In the beginning, board length depended on social class. Commoners' boards were between 12-14 feet, and between 14-16 feet for chiefs and noblemen. The boards were also extremely heavy. At the beginning of the 20th Century, a Hawaiian surfer, George Freeth took his expertise in the sport across the Pacific to Los Angeles, California. He also often experimented with the board, and eventually cut his 16 foot board in half. That is where he became the first professional surfer.

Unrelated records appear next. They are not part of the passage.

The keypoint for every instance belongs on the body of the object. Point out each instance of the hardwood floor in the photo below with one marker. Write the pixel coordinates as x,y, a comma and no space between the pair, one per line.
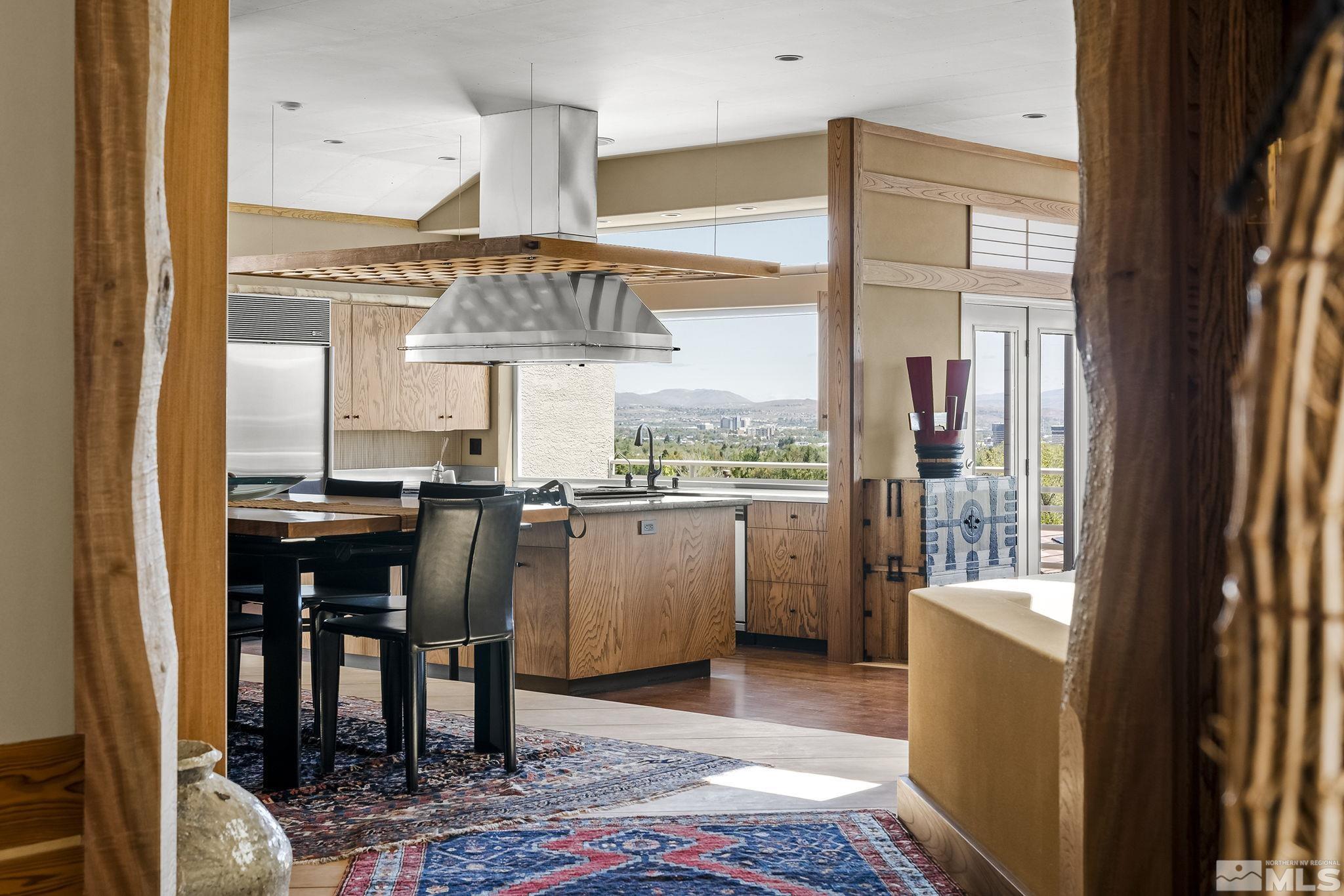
799,767
788,687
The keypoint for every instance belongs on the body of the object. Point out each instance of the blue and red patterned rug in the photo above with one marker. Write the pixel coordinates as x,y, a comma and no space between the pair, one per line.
363,804
830,853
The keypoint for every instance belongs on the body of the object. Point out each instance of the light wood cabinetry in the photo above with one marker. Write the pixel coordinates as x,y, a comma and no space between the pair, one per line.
787,544
375,388
619,602
342,346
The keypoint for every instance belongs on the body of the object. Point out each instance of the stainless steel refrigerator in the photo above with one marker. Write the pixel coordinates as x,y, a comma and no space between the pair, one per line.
278,386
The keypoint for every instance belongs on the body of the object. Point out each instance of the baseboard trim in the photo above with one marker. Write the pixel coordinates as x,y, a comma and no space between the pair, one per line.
781,642
956,852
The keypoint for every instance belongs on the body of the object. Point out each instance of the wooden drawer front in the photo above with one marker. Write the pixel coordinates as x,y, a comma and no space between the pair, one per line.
887,617
787,515
789,610
782,555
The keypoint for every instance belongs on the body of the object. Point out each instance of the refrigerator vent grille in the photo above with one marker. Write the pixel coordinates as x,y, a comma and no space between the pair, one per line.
280,319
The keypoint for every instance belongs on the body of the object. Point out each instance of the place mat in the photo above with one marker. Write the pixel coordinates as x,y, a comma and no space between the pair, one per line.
328,507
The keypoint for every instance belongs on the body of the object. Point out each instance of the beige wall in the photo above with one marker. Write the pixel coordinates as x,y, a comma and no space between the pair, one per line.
272,234
786,174
37,369
897,323
568,418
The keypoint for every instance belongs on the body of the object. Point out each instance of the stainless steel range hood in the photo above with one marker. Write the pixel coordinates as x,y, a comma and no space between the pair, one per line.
539,174
547,319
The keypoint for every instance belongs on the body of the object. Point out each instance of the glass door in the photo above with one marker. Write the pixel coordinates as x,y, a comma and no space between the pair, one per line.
1053,402
1026,402
994,339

In the meantime, the nine variations of boards were developed. The fist type, is known as the "Egg," given the name due to its round profile and round tail shape. The Egg board is typically 6-8 feet and six inches long. The Egg's primary objective is to provide entertainment and to have fun, not necessarily for high performance. Next, is the "Fish," which you may have heard before, but don't be confused, some boards are referred to as a "fish" because of their fin, (a fin, also called a "skeg," helps stabilize the board, and keep it from moving side to side in the water) but they might lack the other characteristics that make the Fish such a board. They are extremely short and stout, measuring less than six feet in length. The Fish was derived from the knee board, hence the short characteristic.
Another type of board is the Fun Board, which is just that, fun. The Fun board is a mid-level board between the long and short boards. Next is the Gun Board. The Gun board is perfect for large waves. It's very long, usually between 9-12 feet. The Gun Board is very thin, and mimics a needle, with either a single or thruster fin. The Gun Board is similar to a Shortboard, but the length is closer to a Longboard. Then came the reinvented Hollow Wooden Surfboard. After boards started being created with foam instead of wood in the 1950's, a few surfers, such as; Roy Stewart, Paul Jensen, Tom Wegener, Roy Stewart, and Peter McMahon created a more environmentally friendly version, to take the board back to being made of wood that was made of fast-growing plantation wood. Another version is the longer board, which is also one of the more popular versions today. Measuring between 9-12 feet in length on which a surfer can walk to the front and hang his feet off the front end is the Longboard, famous for being the board where "Hanging ten," came from. The Olo Board was one of the first names given to a board back in Hawaii, and were typically used only for royalty. The Olo is one of the biggest boards, and is usually over 14 feet in length, and sometimes weighs more than 70 pounds!
Another popular board today gaining more and more momentum is the Quad Board. The Quad Board obtains a lot of speed off the wave, but usually loses speed when making turns. The Quad Board has been present in a lot of recent competitions and appears to be making a comeback in the surfing world. Lastly, and perhaps one of the best made surfboards, for intermediate or experienced surfers is the Shortboard. The Shortboard is typically between five and seven feet long. The shape has a larger tail, with a narrow nose (which is the front of the board, and is usually pointed or rounded), which greatly helps its maneuverability. The downside to a Shortboard is that it's often hard to catch the wave, due to the smaller size.
There is a lot of history behind the sport of surfing, and the expansive variety of boards that are around today prove that. No matter if you're one of the lucky few who have access to a beach all year, trying a new type of board could bring back the enthusiasm that you once had for the sport, or if you have the opportunity to try surfing for your first time, there is a surfboard for you, that can provide you with the ride of your life!